Na leitura da decisão instrutória, o juiz Jorge Bernardes de Melo considerou que está "suficientemente indiciado" que o "plano foi da iniciativa" de Luís Filipe Vieira, ao qual terão depois aderido Domingos Soares de Oliveira, então administrador da SAD do Benfica, e Miguel Moreira, à data diretor financeiro dos encarnados.
Na prática, descreve a acusação, as empresas Benfica SAD e Benfica Estádio terão transferido 2,2 milhões de euros, com a correspondente emissão de faturas, para a empresa Questão Flexível, pelo pagamento de serviços de consultadoria informática que nunca terão sido prestados. Posteriormente, o sócio-gerente desta última, José Bernardes, terá entregado 1,4 milhões de euros em numerário a Miguel Moreira, tendo, nesse momento, a verba reentrado na esfera do Benfica, para fins que ficaram por apurar.

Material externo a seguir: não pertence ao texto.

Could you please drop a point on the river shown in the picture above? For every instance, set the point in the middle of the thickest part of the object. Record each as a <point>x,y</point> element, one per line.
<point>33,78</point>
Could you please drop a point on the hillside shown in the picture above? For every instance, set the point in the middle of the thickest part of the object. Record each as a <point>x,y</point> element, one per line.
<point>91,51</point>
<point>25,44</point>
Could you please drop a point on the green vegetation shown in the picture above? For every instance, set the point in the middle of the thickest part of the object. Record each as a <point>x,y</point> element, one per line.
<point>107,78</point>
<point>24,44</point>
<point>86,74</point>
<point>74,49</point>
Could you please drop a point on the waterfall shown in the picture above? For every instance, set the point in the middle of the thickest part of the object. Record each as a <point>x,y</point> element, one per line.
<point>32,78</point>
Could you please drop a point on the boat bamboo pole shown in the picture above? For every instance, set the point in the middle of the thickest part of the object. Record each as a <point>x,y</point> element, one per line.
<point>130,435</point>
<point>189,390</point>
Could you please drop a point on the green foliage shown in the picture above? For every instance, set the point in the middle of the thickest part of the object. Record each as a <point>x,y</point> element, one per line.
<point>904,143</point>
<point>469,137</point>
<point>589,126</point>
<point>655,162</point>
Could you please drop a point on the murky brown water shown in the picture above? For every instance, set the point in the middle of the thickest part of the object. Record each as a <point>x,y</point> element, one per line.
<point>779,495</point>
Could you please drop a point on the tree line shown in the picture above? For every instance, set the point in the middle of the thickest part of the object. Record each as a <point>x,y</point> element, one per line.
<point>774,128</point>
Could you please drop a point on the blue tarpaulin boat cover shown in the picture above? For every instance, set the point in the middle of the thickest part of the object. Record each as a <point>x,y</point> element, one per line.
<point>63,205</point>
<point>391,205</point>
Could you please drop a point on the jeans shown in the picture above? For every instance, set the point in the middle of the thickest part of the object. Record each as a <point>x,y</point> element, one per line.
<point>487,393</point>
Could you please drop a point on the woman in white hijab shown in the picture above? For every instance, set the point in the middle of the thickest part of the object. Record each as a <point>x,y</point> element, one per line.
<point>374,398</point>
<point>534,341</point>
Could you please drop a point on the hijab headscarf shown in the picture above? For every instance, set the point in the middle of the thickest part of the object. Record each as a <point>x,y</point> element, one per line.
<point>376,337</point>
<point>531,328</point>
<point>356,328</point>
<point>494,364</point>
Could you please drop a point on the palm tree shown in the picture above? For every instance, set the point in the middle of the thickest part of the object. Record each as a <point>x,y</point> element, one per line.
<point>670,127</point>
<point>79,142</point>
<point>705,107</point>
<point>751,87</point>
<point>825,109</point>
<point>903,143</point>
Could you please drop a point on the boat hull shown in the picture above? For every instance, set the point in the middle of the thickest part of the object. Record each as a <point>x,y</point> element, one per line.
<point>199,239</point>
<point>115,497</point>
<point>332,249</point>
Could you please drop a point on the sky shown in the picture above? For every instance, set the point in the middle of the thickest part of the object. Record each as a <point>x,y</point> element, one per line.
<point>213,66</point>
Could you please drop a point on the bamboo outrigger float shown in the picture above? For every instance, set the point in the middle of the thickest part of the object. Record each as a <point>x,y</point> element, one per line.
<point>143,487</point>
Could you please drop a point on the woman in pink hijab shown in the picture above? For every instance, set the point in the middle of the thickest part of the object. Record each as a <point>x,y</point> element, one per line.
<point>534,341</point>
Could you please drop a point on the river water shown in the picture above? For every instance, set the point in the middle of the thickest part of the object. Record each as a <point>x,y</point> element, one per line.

Além das três sociedades, dos três arguidos ligados ao Benfica e de José Bernardes, o esquema contou ainda com mais dois intermediários, um dos quais sócio-gerente de uma empresa sediada no Senegal. Agora, serão os nove julgados por crimes, em geral, de fraude fiscal qualificada e de falsificação de documento.
Contratos "simulados"
Na instrução, a defesa dos arguidos da esfera do Benfica, incluindo de Luís Filipe Vieira, alegara que os serviços em causa foram "reais", relacionados, por um lado, com a arquitetura do sistema informático dos encarnados e, por outro, com "a alta disponibilidade" em caso de existir um "crash". A tese não convenceu, porém, o juiz Jorge Bernardes de Melo, para quem está "suficientemente indiciado" que os contratos com a Questão Flexível foram "simulados" para "justificar a saída de dinheiro" das contas da Benfica SAD e da Benfica Estádio.
Entre outros aspetos, o magistrado salientou, esta terça-feira, que, à data, a Questão Flexível "não dispunha de recursos humanos que pudessem sustentar os serviços supostamente prestados" àquelas sociedades, nem há evidências de qualquer subcontratação. Destacou, ainda, que a documentação apreendida nas buscas à sua sede indiciam, pela sua desorganização, que esta se trata "de uma empresa de fachada, sem qualquer atividade".
Para o magistrado, está também “suficientemente indiciado” que as verbas transferidas para a empresa de José Bernardes “retomaram em numerário ao grupo Benfica, de forma oculta, através de Miguel Moreira”. O sócio-gerente da Questão Flexível reteria uma “comissão de 11%”, que, segundo a acusação do Ministério Público, seria distribuída pelos restantes intermediários no esquema.
Embora a investigação não tenha conseguido apurar o destino final dos montantes, o esquema terá lesado o Estado, quer através da "dedução indevida de IVA", quer através da declaração em sede de IRS da prestação de serviços presumivelmente inexistentes.
Negada suspensão do processo
Esta terça-feira, Jorge Bernardes de Melo rejeitou, paralelamente, ordenar a suspensão provisória do processo, que tinha sido requerida, em caso de pronúncia (acusação após instrução), por alguns dos arguidos. "O grau de culpa é elevado", sustentou, invocando, nomeadamente, a "sofisticação" do esquema e os "elevados montantes" em causa. O magistrado considerou, de resto, "altamente provável a condenação" dos arguidos.
"É um imperativo legal. Um juiz de instrução que se preze só pode enviar [para julgamento] se houver mais probabilidade de condenação do que de absolvição", desvalorizou, à saída da sala de audiência, João Medeiros.